In "Countries Threatened with Extinction," I reviewed five cases of endangered states – Kuwait, Bahrain, Lebanon, Jordan, and Israel. The Kuwait is over for now, the Israeli one is too well known to go over here, the Lebanese and Jordanian are in abeyance, leaving Bahrain as the key threatened state of the moment, the one that could wake up one fine day to find itself occupied. So, this weblog entry follows its career.
For the moment, even the Iranian claim to Bahrain is shelved, reports the Saudi newspaper, Arab News: .
Iran yesterday moved to defuse a row with Bahrain, saying it respects the sovereignty of the neighboring Gulf kingdom, which has halted talks on a natural gas imports deal with Tehran. "Our position on Bahrain is clear. We have repeatedly said that we respect the sovereignty and independence of all neighboring countries and the region, especially Bahrain," Iranian Foreign Ministry spokesman Hassan Ghashghavi told Arabic language state television Al-Alam.
"We do not have eyes on any country. This is a storm created by the media. Nateq Noori did not refer to Bahrain," Ghashghavi said in his statement to Al-Alam. "In his speech in Mashhad he talked about the achievement of the Islamic revolution and compared them to the era of the hated monarchy. He did not talk at all of current global, regional and political issues."
On Feb. 11, a day after Nateq Noori's speech, Iran's Khorasan newspaper quoted him as saying in his address that "under Mohammad Reza Pahlavi, this useless king, one of our provinces which has now become a country named Bahrain was taken away from us. At that time Bahrain was our 14th province and had a representative in Parliament." (February 20, 2009)
Bahrain has strongly protested recent comments of Ali Akber Nateq Noori, a prominent conservative leader and member of Iran's expediency council — the top arbitration body — that the Gulf kingdom used to be Iran's 14th governorate and had a representative in its Parliament.
(February 20, 2009)
Mar. 2, 2009 update: In contrast, Israel's Intelligence and Terrorism Information reports that the Iran-Bahrain situation flared up again last month:
In the middle of February 2009, Ali Akbar Nateq Nouri, office supervisor and advisor to the Supreme Leader Khamenei, said that before Bahrain received independence in 1970, it was Iran's 14th province, and was even represented in the Iranian parliament (Majlis). His remark provoked stormy reactions in Bahrain and led to another crisis in Bahraini-Iranian relations, which has since been settled. The incident reflects the tensions between Iran and the Arab world, its ethnic polarization (evident in Bahrain's social structure) and its confusion of identities – Persian and Iranian, Sunni and Shi'ite – all urgent issues on the Middle East agenda, as is the volatile Israeli-Palestinian confrontation.

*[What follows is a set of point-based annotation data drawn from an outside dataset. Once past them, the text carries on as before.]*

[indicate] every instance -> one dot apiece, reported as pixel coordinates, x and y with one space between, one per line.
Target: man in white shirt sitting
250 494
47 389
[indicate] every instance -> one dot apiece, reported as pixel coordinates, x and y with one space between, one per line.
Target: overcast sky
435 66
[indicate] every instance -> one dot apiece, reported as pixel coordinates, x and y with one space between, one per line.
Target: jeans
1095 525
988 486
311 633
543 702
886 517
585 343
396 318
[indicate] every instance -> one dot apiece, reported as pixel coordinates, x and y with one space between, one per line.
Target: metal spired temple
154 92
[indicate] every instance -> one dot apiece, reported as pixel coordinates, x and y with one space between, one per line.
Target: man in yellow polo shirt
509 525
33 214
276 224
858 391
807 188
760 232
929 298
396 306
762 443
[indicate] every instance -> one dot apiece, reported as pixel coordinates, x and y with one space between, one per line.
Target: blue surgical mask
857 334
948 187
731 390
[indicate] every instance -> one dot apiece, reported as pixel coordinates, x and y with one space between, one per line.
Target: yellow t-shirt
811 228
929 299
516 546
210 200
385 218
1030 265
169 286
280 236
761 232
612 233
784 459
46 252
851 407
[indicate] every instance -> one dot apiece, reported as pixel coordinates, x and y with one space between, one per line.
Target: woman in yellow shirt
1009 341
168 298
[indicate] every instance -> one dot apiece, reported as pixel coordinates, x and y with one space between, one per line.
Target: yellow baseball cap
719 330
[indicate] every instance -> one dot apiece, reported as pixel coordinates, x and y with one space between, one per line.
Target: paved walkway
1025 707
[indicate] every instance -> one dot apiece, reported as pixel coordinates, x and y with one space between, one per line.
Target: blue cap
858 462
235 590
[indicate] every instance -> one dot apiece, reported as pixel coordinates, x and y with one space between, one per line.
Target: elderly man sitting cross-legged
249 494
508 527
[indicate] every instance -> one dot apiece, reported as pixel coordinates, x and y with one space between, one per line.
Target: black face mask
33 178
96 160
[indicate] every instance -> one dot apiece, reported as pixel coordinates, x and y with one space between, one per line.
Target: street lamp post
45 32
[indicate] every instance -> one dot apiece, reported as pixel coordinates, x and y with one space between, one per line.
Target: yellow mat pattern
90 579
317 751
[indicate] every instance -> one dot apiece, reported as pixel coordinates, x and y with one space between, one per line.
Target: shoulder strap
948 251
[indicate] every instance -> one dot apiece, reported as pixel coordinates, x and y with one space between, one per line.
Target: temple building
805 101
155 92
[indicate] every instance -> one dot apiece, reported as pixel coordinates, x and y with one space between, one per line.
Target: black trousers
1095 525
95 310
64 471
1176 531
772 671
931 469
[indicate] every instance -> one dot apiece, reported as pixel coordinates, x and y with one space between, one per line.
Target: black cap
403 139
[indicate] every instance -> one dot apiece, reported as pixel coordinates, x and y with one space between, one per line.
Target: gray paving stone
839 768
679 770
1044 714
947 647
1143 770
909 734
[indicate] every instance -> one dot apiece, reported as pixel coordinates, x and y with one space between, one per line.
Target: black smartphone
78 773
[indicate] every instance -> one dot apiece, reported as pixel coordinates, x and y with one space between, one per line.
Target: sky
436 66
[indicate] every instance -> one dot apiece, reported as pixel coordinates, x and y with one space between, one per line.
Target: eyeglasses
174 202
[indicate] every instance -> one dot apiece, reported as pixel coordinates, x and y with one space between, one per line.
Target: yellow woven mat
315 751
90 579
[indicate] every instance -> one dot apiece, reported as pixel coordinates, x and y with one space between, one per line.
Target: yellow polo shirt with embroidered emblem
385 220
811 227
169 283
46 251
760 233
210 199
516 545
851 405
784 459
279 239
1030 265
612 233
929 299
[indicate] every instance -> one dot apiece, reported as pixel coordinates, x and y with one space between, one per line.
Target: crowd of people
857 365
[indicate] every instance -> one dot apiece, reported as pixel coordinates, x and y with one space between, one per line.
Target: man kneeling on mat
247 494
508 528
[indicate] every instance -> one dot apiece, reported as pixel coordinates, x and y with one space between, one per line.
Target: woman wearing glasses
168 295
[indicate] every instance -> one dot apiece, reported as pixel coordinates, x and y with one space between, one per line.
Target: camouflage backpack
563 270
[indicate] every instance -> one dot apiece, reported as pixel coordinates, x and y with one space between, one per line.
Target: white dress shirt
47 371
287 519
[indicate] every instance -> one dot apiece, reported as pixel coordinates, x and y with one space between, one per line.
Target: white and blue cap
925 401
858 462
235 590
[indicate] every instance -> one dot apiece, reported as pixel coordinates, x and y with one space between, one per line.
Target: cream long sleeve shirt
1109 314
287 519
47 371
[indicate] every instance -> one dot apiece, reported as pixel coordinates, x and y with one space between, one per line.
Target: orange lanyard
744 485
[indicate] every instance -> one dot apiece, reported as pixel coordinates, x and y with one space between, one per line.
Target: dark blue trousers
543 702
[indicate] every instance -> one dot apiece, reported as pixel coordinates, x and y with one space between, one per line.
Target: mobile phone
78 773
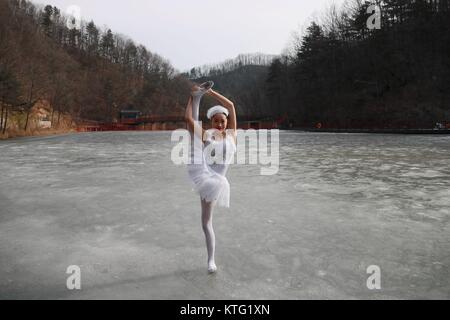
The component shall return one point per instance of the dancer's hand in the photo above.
(195, 88)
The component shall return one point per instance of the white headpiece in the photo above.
(215, 110)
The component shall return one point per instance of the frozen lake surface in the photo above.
(116, 206)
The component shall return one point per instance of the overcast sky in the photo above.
(194, 33)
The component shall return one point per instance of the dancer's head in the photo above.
(219, 118)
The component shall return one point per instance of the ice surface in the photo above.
(114, 204)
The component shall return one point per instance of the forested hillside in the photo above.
(88, 72)
(344, 75)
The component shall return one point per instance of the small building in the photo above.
(129, 116)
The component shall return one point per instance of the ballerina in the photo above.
(209, 179)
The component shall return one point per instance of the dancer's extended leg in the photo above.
(207, 218)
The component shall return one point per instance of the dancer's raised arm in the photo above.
(192, 124)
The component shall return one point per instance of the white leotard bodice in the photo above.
(226, 148)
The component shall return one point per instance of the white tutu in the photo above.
(209, 181)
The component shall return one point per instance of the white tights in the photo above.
(207, 218)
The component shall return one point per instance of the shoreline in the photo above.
(43, 133)
(60, 132)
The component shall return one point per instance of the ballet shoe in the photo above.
(212, 268)
(206, 86)
(203, 88)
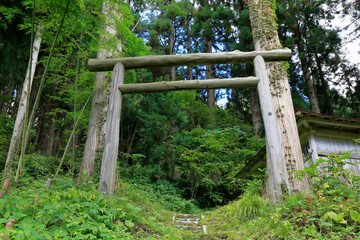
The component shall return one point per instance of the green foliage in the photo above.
(6, 127)
(207, 161)
(39, 165)
(69, 212)
(151, 179)
(331, 211)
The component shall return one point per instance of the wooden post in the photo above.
(109, 159)
(5, 186)
(274, 144)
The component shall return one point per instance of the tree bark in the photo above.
(13, 151)
(324, 88)
(190, 74)
(265, 37)
(311, 90)
(97, 123)
(172, 49)
(109, 159)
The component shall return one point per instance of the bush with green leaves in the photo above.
(67, 211)
(207, 161)
(151, 179)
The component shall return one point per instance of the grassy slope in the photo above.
(70, 212)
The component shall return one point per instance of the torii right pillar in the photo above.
(284, 154)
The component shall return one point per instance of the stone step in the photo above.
(189, 222)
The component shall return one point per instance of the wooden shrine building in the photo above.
(320, 135)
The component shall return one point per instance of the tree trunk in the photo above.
(100, 99)
(111, 146)
(311, 90)
(265, 38)
(255, 111)
(190, 74)
(172, 50)
(210, 92)
(13, 151)
(324, 88)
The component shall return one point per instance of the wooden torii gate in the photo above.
(118, 88)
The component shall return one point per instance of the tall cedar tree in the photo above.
(262, 17)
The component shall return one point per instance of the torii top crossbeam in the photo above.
(99, 65)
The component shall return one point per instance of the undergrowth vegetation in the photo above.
(67, 211)
(330, 211)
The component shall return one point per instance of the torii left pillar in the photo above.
(112, 132)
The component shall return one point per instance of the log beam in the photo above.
(188, 85)
(98, 65)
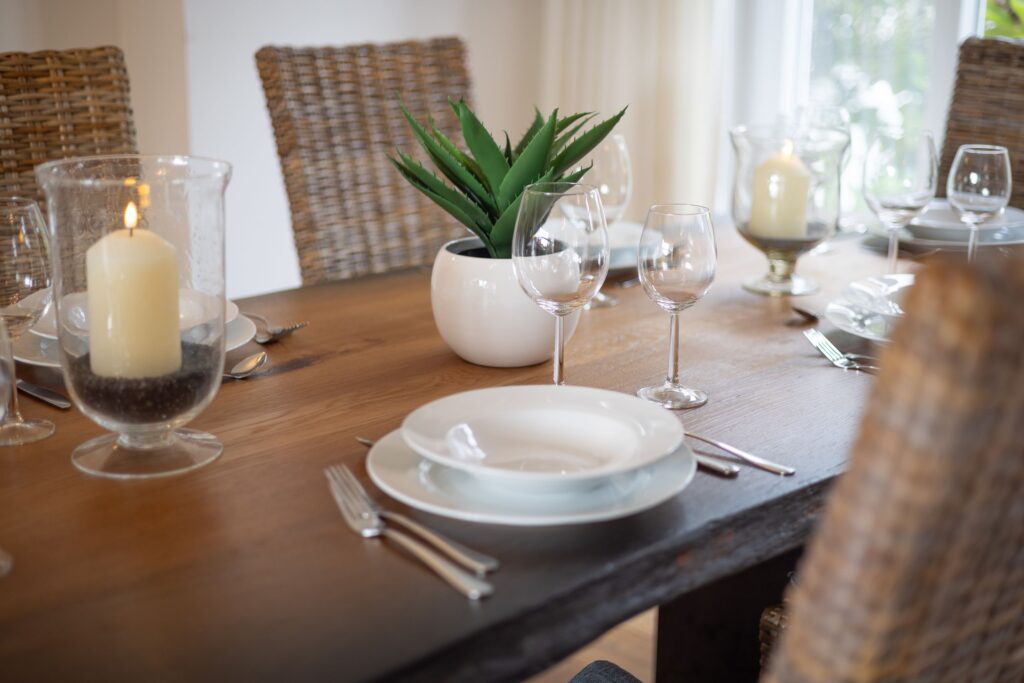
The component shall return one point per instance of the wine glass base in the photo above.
(185, 451)
(674, 396)
(26, 431)
(602, 300)
(793, 286)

Oct. 6, 2011 update: The Wall Street Journal Europe has a major piece on "Iran's Bahraini Ambitions" by Mitchell A. Belfer, editor of the Central European Journal of International and Security Studies. Belfer argues that "Bahrain is the victim of a long cycle of intrigue and interference aimed at replacing the moderate and modernizing Khalifa regime with a theocracy under Tehran's thumb." He writes of
Tehran's long history of working to upset Bahrain's domestic stability. Since Iran's 1979 revolution, the country's leaders have assumed that their revolution represents the aspirations of Shiites throughout the Mideast. That is why they have worked to undermine the Sunni Khalifa family's legitimacy in Bahrain by promoting an ideology of Shiite empowerment. When Nateq Nuri, advisor to Grand Ayatollah Ali Khamenei, claimed Bahrain as Iran's "14th province" in 2009, he was only restating well-worn rhetoric from the revolution 30 years prior.

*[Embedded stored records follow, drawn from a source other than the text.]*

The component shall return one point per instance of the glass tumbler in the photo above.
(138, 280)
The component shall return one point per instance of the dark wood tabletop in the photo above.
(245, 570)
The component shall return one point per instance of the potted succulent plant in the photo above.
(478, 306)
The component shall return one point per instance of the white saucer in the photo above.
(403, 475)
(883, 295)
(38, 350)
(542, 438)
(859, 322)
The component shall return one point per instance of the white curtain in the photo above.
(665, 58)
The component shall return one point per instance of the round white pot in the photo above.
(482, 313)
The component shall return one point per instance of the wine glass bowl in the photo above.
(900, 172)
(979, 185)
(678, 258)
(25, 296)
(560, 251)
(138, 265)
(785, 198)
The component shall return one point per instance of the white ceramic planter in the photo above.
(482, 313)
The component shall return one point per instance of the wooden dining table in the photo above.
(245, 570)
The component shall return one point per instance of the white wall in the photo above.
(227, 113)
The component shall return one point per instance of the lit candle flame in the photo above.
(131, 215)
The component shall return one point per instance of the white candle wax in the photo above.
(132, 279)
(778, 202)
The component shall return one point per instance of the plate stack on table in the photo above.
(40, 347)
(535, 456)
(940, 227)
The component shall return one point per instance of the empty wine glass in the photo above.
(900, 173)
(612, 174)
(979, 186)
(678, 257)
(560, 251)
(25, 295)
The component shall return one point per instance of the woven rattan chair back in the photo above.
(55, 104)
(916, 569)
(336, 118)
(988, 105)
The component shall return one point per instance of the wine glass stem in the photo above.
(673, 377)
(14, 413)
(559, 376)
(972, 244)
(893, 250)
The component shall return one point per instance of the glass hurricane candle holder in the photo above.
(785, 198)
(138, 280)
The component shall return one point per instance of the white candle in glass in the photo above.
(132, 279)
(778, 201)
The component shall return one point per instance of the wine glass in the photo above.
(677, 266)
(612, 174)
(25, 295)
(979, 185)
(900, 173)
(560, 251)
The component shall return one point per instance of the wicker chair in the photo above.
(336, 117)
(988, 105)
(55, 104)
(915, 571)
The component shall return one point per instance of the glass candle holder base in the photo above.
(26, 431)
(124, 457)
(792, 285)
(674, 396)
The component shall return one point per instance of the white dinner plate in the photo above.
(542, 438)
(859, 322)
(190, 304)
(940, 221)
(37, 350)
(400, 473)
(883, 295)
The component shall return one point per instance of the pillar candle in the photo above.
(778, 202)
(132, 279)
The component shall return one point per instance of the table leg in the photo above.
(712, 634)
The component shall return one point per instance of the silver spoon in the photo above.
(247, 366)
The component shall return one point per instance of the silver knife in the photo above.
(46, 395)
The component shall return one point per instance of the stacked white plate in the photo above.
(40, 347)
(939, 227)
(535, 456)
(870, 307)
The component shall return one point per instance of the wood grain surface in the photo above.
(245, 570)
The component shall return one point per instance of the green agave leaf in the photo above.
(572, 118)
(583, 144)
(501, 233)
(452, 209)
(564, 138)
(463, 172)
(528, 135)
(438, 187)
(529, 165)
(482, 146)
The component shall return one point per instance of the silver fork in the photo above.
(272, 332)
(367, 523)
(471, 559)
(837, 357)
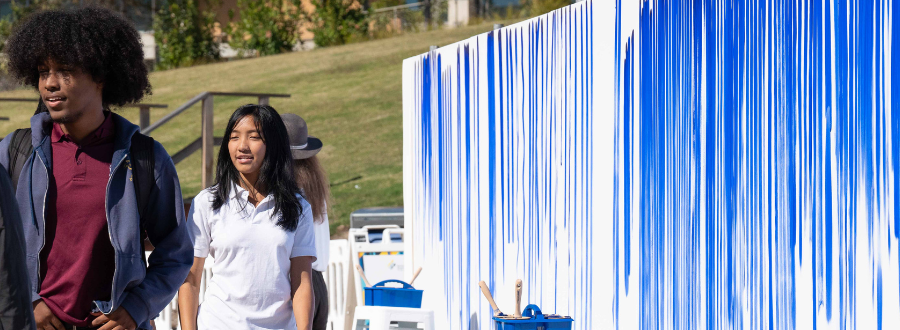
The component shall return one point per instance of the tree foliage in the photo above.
(336, 22)
(265, 26)
(184, 35)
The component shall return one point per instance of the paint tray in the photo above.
(379, 295)
(533, 319)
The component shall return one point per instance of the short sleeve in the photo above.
(198, 224)
(304, 236)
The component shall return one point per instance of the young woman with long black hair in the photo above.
(258, 229)
(313, 182)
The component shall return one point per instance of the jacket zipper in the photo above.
(43, 221)
(109, 229)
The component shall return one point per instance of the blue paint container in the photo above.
(536, 321)
(379, 295)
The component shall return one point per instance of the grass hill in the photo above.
(349, 95)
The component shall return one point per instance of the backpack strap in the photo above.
(143, 173)
(20, 149)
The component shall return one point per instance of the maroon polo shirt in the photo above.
(77, 261)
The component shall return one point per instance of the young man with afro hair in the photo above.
(76, 190)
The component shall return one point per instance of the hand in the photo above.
(44, 318)
(119, 319)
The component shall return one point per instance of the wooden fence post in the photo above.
(145, 116)
(207, 171)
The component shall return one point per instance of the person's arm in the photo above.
(189, 296)
(301, 291)
(16, 310)
(171, 260)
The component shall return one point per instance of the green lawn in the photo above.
(350, 96)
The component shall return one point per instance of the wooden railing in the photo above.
(206, 142)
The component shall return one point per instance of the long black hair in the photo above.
(276, 175)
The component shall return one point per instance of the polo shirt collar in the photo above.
(238, 192)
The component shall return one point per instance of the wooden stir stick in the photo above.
(415, 275)
(518, 298)
(490, 298)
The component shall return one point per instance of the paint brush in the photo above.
(363, 275)
(518, 312)
(415, 275)
(490, 298)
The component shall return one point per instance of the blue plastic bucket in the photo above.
(536, 321)
(379, 295)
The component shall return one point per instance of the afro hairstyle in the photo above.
(96, 40)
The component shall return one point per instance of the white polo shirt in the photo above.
(250, 287)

Today there is an intimidating imbalance of power between Iran and Bahrain. Iran's standing military numbers 510,000—roughly two-thirds of Bahrain's entire population. Bahrain would have little to worry about if Iran were content merely to grandstand and make threatening noises. But Tehran has taken concrete steps over the last 30 years to destabilize and de-legitimize Bahrain's leadership, both directly and through proxies.
The article then documents those 30 years of Iranian subversion. Belfer concludes:
Thirty years of intransigence reveal the extent of Tehran's determination to turn Bahrain into an Iranian satellite. So Iran's machinations during this year's protests should have had the international community rushing to support Bahrain, not ostracize it.